Sounds like a good night for all. But I'm not sold.
The idea of independent promoters doing combo DJ/live-band shows at bars is on the rise. Name a hipster dive, and most likely they're in on the game.
My skepticism of these events has nothing to do with the promoters, who are simply putting in an effort to build a cool night (and their name in the process). Rather, it has to do with the interaction between the players--the bar, the promoter, the DJs and the band.
The simple fact is that bars would rather your band bring four alcoholics than 50 teetotalers. They aren't in the music-selling business; they're in the alcohol-selling business.
For bar managers and owners, the independent promoter is a great deal. The bar is able to offload the costs of promotion and talent buying onto these hard-working third parties. The bars then breed competition between independent promoters. Those who produce a night in which bar sales are below a couple thousand dollars usually won't last long.
Even if a promoter makes alcohol sales soar, the bar is in a unique position of owning the nightclub where this 'night' has made its name. To change venues is to interrupt branding. As a result, if So-and-So Presents starts to demand a larger cut of the profits, bar owners can and will simply point to the dozens of other promoters begging for a night at the club.
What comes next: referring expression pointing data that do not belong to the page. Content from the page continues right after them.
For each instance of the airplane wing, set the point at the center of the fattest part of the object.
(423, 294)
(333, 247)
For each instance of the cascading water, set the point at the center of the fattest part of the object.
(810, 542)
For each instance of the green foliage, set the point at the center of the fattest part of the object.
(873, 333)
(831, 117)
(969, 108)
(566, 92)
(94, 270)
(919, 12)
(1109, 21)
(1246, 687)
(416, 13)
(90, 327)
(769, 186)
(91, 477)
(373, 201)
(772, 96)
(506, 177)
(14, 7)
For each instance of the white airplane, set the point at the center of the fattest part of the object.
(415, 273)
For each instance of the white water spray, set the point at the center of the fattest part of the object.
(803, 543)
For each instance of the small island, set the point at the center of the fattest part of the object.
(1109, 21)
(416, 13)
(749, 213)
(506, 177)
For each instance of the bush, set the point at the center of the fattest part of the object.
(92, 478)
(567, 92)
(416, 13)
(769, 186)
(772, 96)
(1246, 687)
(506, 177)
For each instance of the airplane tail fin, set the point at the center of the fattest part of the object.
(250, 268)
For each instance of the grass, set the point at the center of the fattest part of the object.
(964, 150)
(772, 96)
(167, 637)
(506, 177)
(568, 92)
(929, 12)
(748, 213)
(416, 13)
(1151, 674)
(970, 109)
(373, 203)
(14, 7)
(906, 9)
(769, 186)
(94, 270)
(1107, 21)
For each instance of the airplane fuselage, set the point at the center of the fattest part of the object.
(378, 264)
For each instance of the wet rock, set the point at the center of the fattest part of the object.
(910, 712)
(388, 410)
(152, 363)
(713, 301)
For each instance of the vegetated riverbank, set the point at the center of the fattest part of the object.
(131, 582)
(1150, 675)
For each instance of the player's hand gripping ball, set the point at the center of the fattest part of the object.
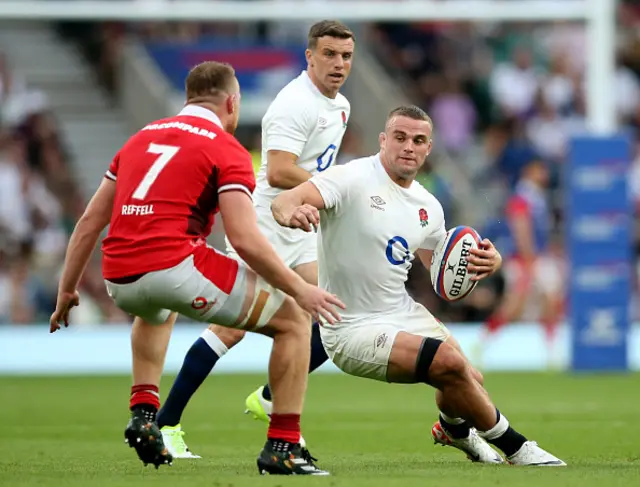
(451, 278)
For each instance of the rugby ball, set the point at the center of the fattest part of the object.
(449, 276)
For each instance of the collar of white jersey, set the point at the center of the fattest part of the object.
(307, 79)
(196, 111)
(384, 174)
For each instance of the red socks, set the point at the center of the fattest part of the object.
(285, 427)
(144, 394)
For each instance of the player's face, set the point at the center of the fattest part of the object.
(404, 146)
(330, 64)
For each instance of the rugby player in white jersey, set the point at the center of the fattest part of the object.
(301, 134)
(384, 334)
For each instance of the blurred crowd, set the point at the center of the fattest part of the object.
(501, 96)
(39, 205)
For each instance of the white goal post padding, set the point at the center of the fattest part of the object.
(599, 15)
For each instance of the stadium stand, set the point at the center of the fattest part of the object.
(459, 72)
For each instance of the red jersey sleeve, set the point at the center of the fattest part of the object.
(236, 169)
(112, 172)
(517, 207)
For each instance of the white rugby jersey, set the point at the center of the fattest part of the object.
(368, 234)
(303, 121)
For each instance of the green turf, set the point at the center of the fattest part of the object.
(68, 432)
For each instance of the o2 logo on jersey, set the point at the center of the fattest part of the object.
(326, 158)
(398, 251)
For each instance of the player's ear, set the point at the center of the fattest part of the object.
(429, 146)
(230, 104)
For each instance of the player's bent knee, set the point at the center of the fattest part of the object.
(447, 366)
(229, 336)
(426, 355)
(477, 375)
(289, 319)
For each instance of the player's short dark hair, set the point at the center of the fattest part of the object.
(410, 111)
(328, 28)
(209, 79)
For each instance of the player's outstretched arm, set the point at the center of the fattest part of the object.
(240, 223)
(81, 244)
(298, 207)
(282, 171)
These DJ/band combo nights are different than a club that simply books bands for two principal reasons. First, touring bands are concerned only with door money; they negotiate appearance fees with back-end percentage deals for getting more heads in the door. It's extremely rare that they ever see a penny of alcohol sales unless they're the Foo Fighters or a professional 'bar band.'
Second, bands offer something that can't be bought elsewhere--the experience of seeing them perform their music live. Thus, bands have some market power--small as it often may be. That's why booking agents talk about how many tickets a band is good for, rather than how much they're worth at the bar.
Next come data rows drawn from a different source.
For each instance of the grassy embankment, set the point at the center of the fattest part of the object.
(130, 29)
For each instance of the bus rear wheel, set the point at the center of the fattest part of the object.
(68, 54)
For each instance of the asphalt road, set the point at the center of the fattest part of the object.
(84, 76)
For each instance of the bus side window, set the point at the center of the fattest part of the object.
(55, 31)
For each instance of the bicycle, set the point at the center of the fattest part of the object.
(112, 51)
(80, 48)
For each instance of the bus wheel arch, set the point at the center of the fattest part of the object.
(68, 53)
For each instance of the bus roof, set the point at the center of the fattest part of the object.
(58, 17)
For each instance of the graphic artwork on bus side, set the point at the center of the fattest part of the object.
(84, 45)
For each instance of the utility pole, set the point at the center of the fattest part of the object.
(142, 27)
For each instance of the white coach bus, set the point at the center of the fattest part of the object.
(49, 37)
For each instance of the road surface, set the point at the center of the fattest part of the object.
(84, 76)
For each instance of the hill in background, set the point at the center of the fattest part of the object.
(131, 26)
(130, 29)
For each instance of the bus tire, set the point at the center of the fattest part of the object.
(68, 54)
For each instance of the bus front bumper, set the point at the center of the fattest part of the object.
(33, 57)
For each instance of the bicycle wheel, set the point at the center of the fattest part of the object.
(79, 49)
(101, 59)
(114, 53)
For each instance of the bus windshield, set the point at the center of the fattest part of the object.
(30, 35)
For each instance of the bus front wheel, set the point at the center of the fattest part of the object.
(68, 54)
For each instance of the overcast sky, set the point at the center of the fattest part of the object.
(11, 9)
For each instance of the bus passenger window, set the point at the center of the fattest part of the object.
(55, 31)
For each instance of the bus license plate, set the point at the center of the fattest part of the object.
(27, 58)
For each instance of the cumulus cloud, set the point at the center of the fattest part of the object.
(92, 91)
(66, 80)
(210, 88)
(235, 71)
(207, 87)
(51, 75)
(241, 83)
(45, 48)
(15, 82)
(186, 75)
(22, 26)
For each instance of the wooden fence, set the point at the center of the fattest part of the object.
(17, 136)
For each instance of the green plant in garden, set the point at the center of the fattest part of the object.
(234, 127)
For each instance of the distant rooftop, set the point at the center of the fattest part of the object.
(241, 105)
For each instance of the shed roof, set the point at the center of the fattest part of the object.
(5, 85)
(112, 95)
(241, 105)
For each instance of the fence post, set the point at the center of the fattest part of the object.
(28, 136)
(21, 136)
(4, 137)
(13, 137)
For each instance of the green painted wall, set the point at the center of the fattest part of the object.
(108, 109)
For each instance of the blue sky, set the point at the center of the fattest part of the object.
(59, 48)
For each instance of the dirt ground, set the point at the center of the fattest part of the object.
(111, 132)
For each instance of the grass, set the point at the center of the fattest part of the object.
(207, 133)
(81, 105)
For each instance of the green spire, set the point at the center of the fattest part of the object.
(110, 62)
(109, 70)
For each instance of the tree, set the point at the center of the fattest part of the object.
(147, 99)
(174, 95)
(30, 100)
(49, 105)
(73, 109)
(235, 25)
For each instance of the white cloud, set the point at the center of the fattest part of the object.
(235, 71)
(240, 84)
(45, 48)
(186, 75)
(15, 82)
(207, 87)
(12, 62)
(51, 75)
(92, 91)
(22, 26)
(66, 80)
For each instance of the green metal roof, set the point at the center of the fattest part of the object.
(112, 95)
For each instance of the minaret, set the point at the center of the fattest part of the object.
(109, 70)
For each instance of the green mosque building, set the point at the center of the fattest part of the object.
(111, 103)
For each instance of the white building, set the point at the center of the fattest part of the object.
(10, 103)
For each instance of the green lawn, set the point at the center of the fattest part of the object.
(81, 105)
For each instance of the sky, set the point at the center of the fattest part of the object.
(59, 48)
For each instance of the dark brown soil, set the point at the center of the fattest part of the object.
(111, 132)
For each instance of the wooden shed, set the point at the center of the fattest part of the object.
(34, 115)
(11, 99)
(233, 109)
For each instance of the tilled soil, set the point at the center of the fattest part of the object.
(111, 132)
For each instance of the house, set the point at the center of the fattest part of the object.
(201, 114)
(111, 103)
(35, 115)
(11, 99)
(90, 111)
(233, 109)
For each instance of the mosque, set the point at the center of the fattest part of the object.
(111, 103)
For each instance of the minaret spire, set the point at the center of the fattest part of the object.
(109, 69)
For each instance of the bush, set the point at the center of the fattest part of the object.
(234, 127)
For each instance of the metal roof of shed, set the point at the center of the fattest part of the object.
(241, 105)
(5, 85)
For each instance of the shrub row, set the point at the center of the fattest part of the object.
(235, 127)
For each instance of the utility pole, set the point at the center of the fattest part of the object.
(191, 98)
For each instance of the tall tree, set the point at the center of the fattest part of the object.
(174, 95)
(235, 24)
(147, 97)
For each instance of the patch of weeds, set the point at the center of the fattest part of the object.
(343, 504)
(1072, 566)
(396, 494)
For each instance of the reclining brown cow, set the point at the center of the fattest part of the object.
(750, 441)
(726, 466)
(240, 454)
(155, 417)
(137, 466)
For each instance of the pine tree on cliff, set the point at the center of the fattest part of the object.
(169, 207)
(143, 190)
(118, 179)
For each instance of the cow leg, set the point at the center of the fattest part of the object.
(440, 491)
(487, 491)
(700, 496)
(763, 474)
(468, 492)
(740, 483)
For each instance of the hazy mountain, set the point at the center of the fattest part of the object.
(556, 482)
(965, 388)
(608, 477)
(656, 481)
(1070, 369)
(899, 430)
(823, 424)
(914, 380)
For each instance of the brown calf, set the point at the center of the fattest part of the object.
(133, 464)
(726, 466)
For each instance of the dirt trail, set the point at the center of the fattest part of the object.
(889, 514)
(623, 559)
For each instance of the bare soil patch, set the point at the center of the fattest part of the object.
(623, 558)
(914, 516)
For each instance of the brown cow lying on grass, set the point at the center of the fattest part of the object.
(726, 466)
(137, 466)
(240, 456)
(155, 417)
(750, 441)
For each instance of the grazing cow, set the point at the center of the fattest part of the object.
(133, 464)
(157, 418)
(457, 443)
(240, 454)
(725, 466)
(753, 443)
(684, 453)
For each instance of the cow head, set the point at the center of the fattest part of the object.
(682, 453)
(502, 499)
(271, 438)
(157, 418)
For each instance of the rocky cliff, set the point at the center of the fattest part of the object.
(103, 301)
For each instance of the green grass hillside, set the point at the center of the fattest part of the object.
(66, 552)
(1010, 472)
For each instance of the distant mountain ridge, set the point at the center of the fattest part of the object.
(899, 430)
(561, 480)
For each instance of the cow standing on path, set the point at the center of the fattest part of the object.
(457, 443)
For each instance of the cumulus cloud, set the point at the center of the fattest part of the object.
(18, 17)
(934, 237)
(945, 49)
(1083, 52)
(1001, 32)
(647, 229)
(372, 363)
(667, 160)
Most DJs, on the other hand, don't have fans. Sorry, men and women of steel, but you are selling what economists call a commodity: something for which there is demand (background/dance music at a bar) but not a dime's worth of difference between the providers. For this reason, few DJs are good for bringing drinkers through the door on the strength of their name alone.
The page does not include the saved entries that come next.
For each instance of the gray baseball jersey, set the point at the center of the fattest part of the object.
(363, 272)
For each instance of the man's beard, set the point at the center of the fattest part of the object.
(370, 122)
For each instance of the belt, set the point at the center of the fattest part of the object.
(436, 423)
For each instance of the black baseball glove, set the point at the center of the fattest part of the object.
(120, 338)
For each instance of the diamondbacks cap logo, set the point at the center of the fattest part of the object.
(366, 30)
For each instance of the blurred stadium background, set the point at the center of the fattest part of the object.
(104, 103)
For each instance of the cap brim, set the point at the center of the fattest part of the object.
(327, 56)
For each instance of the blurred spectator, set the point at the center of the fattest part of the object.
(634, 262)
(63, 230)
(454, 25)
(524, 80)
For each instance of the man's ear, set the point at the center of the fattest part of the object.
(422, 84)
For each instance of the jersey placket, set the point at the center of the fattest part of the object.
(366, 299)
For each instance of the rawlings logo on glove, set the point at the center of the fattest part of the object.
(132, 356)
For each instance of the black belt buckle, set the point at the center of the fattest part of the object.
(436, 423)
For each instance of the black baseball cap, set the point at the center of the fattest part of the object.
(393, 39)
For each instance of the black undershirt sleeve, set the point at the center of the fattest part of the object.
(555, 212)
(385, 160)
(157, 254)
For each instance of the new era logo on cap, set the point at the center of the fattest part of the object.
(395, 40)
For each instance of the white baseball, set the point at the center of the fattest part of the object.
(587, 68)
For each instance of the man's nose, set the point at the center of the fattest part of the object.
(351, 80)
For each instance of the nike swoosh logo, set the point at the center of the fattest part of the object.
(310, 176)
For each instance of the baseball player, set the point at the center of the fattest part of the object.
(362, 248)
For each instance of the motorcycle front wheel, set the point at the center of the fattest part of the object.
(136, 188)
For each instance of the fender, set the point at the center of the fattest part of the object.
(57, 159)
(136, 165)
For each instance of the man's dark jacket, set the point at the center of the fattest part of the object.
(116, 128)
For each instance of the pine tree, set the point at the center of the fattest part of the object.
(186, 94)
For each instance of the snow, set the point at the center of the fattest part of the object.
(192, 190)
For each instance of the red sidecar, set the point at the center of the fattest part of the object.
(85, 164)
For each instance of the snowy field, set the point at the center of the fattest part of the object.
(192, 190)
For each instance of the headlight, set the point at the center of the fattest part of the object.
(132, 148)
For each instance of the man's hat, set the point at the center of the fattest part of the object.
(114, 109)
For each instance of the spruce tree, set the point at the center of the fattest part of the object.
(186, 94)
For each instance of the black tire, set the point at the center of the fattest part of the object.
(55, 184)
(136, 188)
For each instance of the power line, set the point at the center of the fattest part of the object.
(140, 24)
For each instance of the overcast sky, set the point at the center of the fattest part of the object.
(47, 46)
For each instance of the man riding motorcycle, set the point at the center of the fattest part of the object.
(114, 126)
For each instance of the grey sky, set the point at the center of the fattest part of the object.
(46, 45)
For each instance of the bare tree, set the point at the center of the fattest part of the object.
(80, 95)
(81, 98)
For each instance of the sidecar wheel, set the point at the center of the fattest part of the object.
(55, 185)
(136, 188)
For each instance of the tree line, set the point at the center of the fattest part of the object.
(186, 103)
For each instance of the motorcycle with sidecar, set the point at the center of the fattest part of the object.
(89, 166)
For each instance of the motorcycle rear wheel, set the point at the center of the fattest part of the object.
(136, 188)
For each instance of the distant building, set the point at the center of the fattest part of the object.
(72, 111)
The DJ/band promoters differentiate themselves simply by pumping up the volume, the luxury and the exclusivity (hello, Gaslamp). Or, they align themselves with cool bands--and here is where the problem starts.
Promoters are in a precarious position, having to please bar managers and the bands they book. Looking at the above market dynamics, who do you think the promoter decides to please? In most cases, they'll end up robbing Peter (the band) to pay Paul (the bar).
The DJ/band night promoter is forced to do whatever he or she can to maximize alcohol sales--even if it means letting a bunch of people in for free. And since the band doesn't get a cut of the bar, well, let's hope those instruments were paid for in cash.
On his blog, cat dirt sez, Scott Pactor recently talked candidly about this subject regarding a night he promoted with the bands Fifty On Their Heels and The Vultures and the Skull Kontrol DJs:
'The success of the bar ultimately rests on the size of the guest list. This hurts the promoters, but benefits the bar, and since the [bar] will cut you if your bar total is low--well, do the math.... The comp list was close to 100. So, that's like $500 that the bands lose, but an additional $1500 or whatever for the bar. So what are you going to do?'
My answer to that question would be: Stop. Unless you plan to stick to the business for the long haul, the math will rarely work in favor of the promoter or the band.